Ultra DMA drives may have difficulties with Windows 95/98, NT

Progress marches on, and progress brings us new technologies. One technology that keeps changing is hard drives. As PCs have gotten faster, hard drive controller manufacturers have tried to keep up by supporting ever-newer standards.

  • In the old days, when the IBM PC/AT sported a 16-bit bus, the 16-bit ATA standard was developed for hard drive controllers. This standard is better known today as IDE, or integrated drive electronics.

  • A new standard, ATA-2, also known as Fast ATA or Enhanced IDE, introduced better Direct Memory Access (DMA) modes. These modes speed up disk reads and writes.

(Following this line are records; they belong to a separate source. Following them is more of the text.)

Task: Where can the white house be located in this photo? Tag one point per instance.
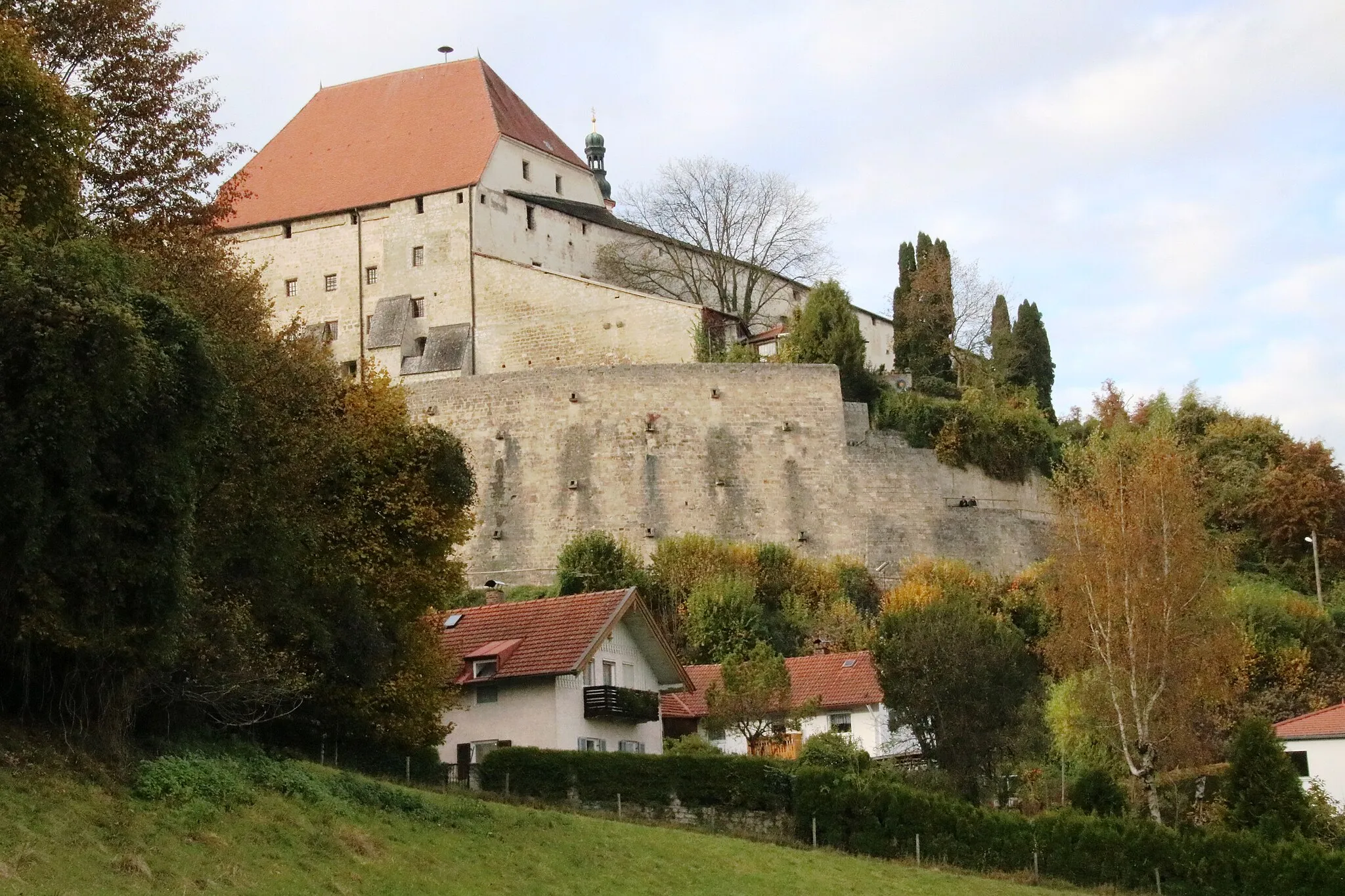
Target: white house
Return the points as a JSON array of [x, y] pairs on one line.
[[581, 672], [845, 684], [1315, 742]]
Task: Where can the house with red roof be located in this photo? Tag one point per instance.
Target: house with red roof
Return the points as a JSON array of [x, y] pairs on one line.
[[1315, 742], [579, 672], [850, 703]]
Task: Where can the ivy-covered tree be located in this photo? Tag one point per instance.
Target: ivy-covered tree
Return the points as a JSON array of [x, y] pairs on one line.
[[1029, 362], [826, 331], [921, 309]]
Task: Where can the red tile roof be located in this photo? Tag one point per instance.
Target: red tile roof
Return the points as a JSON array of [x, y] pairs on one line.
[[390, 137], [1324, 723], [824, 675], [546, 637]]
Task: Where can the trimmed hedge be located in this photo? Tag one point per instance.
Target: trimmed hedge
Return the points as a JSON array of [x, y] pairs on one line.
[[870, 815], [724, 782]]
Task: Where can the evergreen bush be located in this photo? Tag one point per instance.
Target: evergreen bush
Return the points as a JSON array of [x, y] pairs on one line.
[[695, 781]]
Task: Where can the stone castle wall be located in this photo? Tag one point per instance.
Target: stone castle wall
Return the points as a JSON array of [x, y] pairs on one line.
[[743, 452]]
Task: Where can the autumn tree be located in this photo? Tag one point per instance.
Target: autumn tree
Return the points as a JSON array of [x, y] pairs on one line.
[[1137, 595], [155, 147], [721, 236], [755, 699]]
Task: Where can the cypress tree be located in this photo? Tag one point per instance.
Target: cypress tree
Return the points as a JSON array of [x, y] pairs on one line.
[[1001, 335], [921, 313], [1029, 362], [1264, 789]]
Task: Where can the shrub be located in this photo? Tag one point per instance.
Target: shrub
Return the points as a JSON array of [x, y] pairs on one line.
[[695, 781], [1005, 440], [831, 750], [880, 817], [1098, 793]]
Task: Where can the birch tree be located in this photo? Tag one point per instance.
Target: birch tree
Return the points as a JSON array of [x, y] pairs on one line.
[[1137, 595]]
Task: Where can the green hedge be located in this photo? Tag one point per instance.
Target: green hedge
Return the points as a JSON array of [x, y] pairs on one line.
[[725, 782], [1006, 442], [879, 817]]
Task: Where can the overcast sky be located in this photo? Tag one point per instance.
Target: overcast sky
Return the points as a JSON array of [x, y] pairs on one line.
[[1166, 181]]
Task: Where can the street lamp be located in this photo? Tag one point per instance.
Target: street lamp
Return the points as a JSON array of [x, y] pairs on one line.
[[1317, 567]]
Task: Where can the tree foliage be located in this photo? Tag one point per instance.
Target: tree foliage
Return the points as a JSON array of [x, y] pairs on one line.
[[753, 698], [1137, 595], [1264, 789], [826, 331], [958, 677], [596, 562], [732, 238], [923, 317]]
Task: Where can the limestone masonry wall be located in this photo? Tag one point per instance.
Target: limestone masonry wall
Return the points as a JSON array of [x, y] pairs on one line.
[[744, 452]]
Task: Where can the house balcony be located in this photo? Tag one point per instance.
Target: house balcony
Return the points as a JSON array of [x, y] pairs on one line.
[[621, 704]]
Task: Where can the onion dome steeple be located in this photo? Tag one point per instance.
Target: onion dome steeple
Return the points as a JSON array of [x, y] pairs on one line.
[[596, 151]]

  • The latest standard is variously called Ultra ATA, ATA-33, DMA-33, Ultra DMA, or simply UDMA. UDMA theoretically can support a maximum "burst mode" transfer of 33.3MBps. This is an improvement vs. the 16.6MBps maximum rate for DMA transfers using the original IDE standard, although you won't actually hit these ideal speeds in real-life use. For more information on these standards, see www.pcguide.com/ref/hdd/if/ide/std-c.html.

If your system's BIOS, chip set, and hard disk support UDMA, the installation of Windows 98 automatically loads driver support and enables bus-mastering DMA transfers. You can also install such drivers for Windows 95 and Windows NT, and manufacturers of such systems often do this for you.

I'm hearing of problems with some systems' reliably handling the higher-speed transfers, however. Mark Stapleton, a mechanical engineer at Georgia Tech Research Institute, has done extensive research and found that the higher speeds can cause a variety of difficulties in some cases.

  • Seagate Technology has prepared a fix for three early production versions of its Medalist Pro 7200 rpm hard drives. If a drive controller has been configured for UDMA support with these drives in Windows 95 and NT and then Windows 98 is installed, the Windows 98 installation crashes. This also occurs with some other manufacturers' drives, and Seagate is to be commended for publicly posting on its Web site the exact model numbers affected and offering a fix. See www.seagate.com/support/disc/faq/medpro_dma.shtml, or call Seagate technical support at (405) 936-1200.

  • Microsoft reports that a Windows 95 driver can cause PCs to crash while accessing a hard drive using UDMA if a hardware error is encountered. The driver may also read or write incorrect data when a hard drive is recovering from a "suspend" state. Both of these problems and others can be corrected with an updated driver, which is available at support.microsoft.com/support/kb/articles/q171/3/53.asp.

  • By far the most frustrating problems, according to Stapleton, are intermittent crashes or data errors caused by UDMA transfers at speeds that are not quite reliable. He and others point to the old IDE cable that many PC manufacturers still use to connect drives to the motherboard. The cable is not shielded against electrical interference, which can be a problem at high transfer rates. Circuit Assembly sells a special ATAS cable for a price of $12.99 plus charges for shipping that is well grounded and may solve this kind of trouble. See www.ultracable.com.